Now, after the fact, everybody will swoop in and judge you that you should have done this, you should have done that. Why didn't you do this? How didn't you know about this? At some point, AI is going to be making decisions for humans because the argument will be that AI can make a decision before the human decision becomes irrelevant, right? Do I cauterize this vessel or that vessel make a decision right now? I don't. Do you know all the vasculature in the brain and can you let the

AI do it right? I don't know. But I could see how we can get there and I could certainly see how we can get there in in a nation state, military industrial kind of context. I could we can get there in, you know, in space. There's, you know, it takes so long for a signal to get from one place to another that you need to have autonomy in order for the thing to be able to land or do whatever it's trying to do.
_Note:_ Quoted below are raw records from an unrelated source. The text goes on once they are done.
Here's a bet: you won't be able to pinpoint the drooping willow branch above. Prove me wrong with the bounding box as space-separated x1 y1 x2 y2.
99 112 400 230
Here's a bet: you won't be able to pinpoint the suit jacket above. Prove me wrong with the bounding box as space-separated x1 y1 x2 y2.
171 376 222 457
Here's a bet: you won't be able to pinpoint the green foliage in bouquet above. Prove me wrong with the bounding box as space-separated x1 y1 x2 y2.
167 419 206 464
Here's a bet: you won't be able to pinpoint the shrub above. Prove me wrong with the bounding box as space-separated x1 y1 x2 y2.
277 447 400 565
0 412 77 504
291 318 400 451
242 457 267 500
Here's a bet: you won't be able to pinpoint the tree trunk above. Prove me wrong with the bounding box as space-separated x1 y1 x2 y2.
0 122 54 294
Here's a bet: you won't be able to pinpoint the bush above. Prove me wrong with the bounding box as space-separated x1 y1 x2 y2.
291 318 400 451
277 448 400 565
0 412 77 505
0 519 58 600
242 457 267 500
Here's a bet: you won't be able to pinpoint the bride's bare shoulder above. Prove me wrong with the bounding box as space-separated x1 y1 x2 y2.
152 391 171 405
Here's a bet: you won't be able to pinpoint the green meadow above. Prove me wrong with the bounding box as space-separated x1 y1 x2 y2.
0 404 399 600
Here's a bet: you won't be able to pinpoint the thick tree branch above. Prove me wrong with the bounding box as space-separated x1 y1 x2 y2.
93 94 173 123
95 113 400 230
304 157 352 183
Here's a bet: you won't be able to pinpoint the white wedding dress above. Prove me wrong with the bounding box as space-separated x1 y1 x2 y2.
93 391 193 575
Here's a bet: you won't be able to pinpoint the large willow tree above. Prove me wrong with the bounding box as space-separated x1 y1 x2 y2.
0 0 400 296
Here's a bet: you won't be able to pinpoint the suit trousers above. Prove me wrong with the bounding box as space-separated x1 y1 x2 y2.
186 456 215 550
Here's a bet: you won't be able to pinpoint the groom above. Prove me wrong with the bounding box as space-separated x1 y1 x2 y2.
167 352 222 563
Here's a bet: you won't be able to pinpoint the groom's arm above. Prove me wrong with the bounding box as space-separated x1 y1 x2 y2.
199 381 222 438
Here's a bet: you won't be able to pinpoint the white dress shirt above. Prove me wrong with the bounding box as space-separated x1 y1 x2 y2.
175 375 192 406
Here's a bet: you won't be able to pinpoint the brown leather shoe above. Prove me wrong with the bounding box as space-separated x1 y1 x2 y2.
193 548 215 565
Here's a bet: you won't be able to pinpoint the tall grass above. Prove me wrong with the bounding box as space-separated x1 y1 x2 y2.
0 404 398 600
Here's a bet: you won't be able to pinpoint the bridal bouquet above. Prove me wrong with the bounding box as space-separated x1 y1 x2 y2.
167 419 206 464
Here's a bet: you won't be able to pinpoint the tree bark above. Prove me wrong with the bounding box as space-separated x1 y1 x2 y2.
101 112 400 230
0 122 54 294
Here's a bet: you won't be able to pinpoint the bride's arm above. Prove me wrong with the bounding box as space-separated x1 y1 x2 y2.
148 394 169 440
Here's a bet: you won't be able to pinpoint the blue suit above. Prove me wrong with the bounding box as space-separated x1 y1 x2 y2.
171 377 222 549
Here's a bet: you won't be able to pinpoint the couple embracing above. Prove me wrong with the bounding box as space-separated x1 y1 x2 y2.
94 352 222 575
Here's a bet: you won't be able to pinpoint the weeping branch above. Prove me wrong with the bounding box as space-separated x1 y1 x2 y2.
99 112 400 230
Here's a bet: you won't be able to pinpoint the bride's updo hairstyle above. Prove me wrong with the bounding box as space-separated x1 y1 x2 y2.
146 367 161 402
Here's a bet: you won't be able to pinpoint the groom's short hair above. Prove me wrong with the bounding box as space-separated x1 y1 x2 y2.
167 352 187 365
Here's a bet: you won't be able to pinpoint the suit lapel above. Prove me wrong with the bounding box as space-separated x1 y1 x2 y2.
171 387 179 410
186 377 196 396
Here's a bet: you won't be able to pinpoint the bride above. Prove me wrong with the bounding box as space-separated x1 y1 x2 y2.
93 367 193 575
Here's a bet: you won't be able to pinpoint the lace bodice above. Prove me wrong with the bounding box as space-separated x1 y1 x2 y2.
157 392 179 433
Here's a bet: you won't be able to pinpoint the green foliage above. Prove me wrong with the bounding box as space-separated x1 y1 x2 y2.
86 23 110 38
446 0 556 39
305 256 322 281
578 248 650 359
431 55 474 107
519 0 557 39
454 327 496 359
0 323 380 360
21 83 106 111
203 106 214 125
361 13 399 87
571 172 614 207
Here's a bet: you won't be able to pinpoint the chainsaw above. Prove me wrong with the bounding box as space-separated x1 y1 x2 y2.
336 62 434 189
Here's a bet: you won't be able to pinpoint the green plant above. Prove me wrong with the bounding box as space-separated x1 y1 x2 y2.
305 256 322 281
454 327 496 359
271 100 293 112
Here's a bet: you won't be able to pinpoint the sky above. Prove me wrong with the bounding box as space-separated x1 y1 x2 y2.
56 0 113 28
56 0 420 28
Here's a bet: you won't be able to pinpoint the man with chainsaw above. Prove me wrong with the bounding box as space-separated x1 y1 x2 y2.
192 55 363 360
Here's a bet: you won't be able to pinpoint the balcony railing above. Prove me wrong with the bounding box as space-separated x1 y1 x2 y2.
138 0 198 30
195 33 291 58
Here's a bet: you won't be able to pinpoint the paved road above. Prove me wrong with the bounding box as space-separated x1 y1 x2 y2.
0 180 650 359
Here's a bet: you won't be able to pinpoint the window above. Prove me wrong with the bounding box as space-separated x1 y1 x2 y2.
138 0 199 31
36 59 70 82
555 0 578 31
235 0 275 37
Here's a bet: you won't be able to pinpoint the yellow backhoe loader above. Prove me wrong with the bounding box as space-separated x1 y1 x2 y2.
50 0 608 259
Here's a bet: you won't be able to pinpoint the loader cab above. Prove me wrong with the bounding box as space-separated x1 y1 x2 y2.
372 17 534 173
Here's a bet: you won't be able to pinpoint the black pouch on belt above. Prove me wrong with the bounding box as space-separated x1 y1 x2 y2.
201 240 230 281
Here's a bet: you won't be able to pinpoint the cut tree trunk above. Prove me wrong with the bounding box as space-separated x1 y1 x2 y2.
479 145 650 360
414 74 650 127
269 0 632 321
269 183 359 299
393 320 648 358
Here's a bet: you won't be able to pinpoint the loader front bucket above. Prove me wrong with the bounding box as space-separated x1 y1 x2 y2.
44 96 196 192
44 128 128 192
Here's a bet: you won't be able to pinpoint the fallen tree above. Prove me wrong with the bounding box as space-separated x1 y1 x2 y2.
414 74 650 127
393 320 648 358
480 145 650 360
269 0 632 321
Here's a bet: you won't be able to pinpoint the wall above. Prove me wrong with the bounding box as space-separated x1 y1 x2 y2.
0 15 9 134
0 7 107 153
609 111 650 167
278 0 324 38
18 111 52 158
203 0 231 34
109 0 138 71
But as we give up this agency, this concept of agency, of giving the right to the machine to make the decision on the behalf of the human, the values of the human have to be imposed into that what is just a bunch of code. And we are not rules based creatures. We are very, very squishy about what we do and we make decisions and we change our opinion based on new facts and new modes and new ways of learning all the time. AI is horrible at that right now.

Please subscribe to our newsletter and subscribe to our YouTube channel. Check out cxotalk.com. We have great shows. Coming up. We have a question from Twitter and this is from Arsalan Khan who says we know that AI can be trustworthy or not trustworthy based on many factors. How can normal non-technical people know if AI is affecting their lives, if it is ethical? And is there an opt out for AI? And we know very often there's not. And then let's also talk about

the role of software companies. AI is surrounding us. So if if you have a smartphone, you immerse in AI. So we can really discuss all those technologies like, you know, LLMS are on smartphones, but even how we see our calendar invites and how it correlates with tweets or whatever, some notifications from LinkedIn, it's immersed in AI. Some navigation technologies are connected to automation and to AI. And we just need to think how

should we behave ourself. And frankly, unfortunately, and this is I guess the difference to radio technologies and everything which proceeded, we must expose ourselves and learn. And I think that EI literacy and technology literacy is something which is a must from an early age. It's like basic financial literacy. Obviously, there will be always some treasury experts and taxation experts and whatever some valuation experts.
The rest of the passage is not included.